En complément de ces terres labourables, quelques « jardins secs » sont indiqués sur le cadastre. Délimités par des murs en pierre sèche, ils permettaient une culture vivrière de légumes et légumineuses.
Jusqu’au 20 siècle, les habitants de l’écart vivaient en autosuffisance grâce à un cheptel de taille modeste mais varié (moutons, chèvres, animaux de bât) et en cultivant les terrains à proximité. Les enclos pastoraux de taille moyenne observés sur le territoire semblent confirmer cette tendance (entre 180 et 290 mètres carrés). Jusqu’à nos jours, les troupeaux se densifient progressivement tandis que la proportion des espaces cultivés décroit.
V. Ressources
Le plateau karstique sur lequel s’est développé l’écart de Saint-Barnabé offre peu de ressources en matière première. La roche calcaire est le matériau principal pour la construction et se décline à travers différentes mises en œuvres (pierre sèche, maçonnerie liée au mortier). Pour le bois, les ressources sont très limitées : en 1841, seule une parcelle de bois d’une superficie de 2 168 mètres carrés existait à proximité de Saint-Barnabé, au lieu-dit de Nougueiret.
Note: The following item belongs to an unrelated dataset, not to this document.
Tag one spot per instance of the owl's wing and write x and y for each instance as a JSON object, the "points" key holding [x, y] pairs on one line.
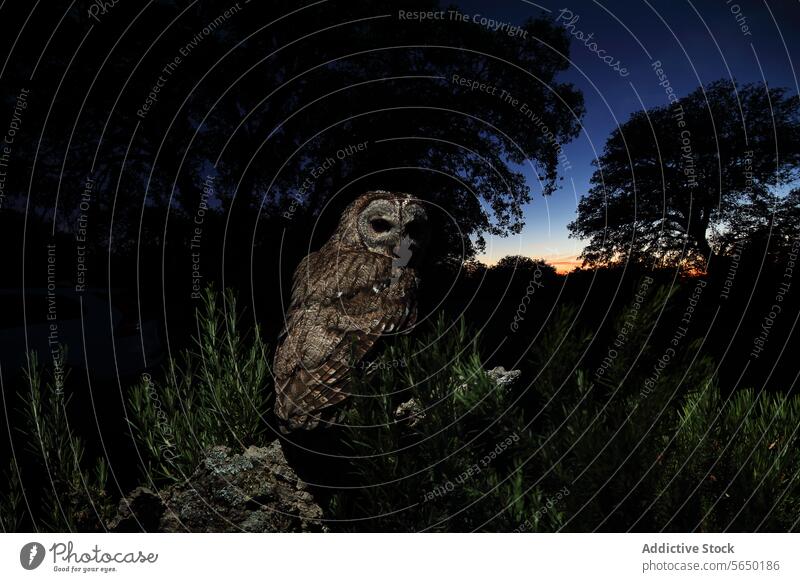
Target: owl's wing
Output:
{"points": [[330, 329]]}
Concernant l’alimentation en eau, la zone de Saint-Barnabé est dépourvue de source ce qui a probablement impacté le développement de l’habitat. Pour pallier ces difficultés, les maisons et fermes se sont dotées de citernes alimentées par les eaux de pluies récupérées depuis les toitures des bâtiments. Pour une ferme située au sein de l’îlot sud de Saint-Barnabé (1841 E4 278), cette installation est directement mentionnée dans l’état des sections. Pour les autres ce n’est pas le cas. C’est seulement en 2000 que l’eau courante est arrivée jusqu’à cet écart.
Par ailleurs, trois puits sont signalés sur une parcelle à l’ouest du lieu-dit (1841 E4 278). Leur présence explique le nom donné à la petite voie rurale, le sentier des Puits, qui relie les lieux-dits de Saint-Barnabé et de Nougueiret.